/Seq2Emo

Sequence to multi-label emotion classification

Primary LanguagePythonMIT LicenseMIT

Seq2Emo: A Sequence to Multi-Label Emotion Classification

This repo presents the script to replicate the results of Seq2Emo, CC, BR, BR-att as described in the paper.

Requirements

The dependent packages are listed in the requirements.txt. Note that a cuda device is required.

We have included the data and preprocessing script under data folder.

We use GloVe 840B 300d pretrain embedding, you can extract and put the txt file under data folder. or set the python argument --glove_path to point at it.
You also need to use the argument --download_elmo to download the ELMo embedding for first time of running the code.

Training/evaluation

For Seq2Emo, you can get the classification result of SemEval'18 dataset by the following script.

python trainer_lstm_seq2emo.py --dataset sem18 --batch_size 16 --glove_path data/glove.840B.300d.txt --download_emo --seed 0 

Note that the results reported in the paper are based 5 runs with --seed set to 1, 2, 3, 4, 5 respectively.

To change the dataset to GoEmotions, you can specify the --dataset option as goemotions. In the paper, we set the batch size to 32 for GoEmotions dataset to accelerate training.

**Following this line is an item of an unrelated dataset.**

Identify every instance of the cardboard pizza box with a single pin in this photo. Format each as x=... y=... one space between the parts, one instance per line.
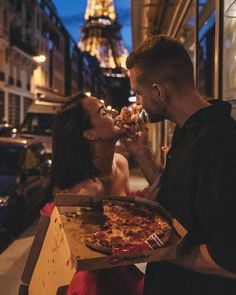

Similarly, you can generate the results for CC by the following:

python trainer_lstm_cc.py --dataset sem18 --batch_size 16 

For BR, there are two variants: with self-attention and w/o self-attention. You can specify the model by setting the --attention option to self or None.

python trainer_lstm_binary.py --dataset sem18 --batch_size 16 --attention [self|None]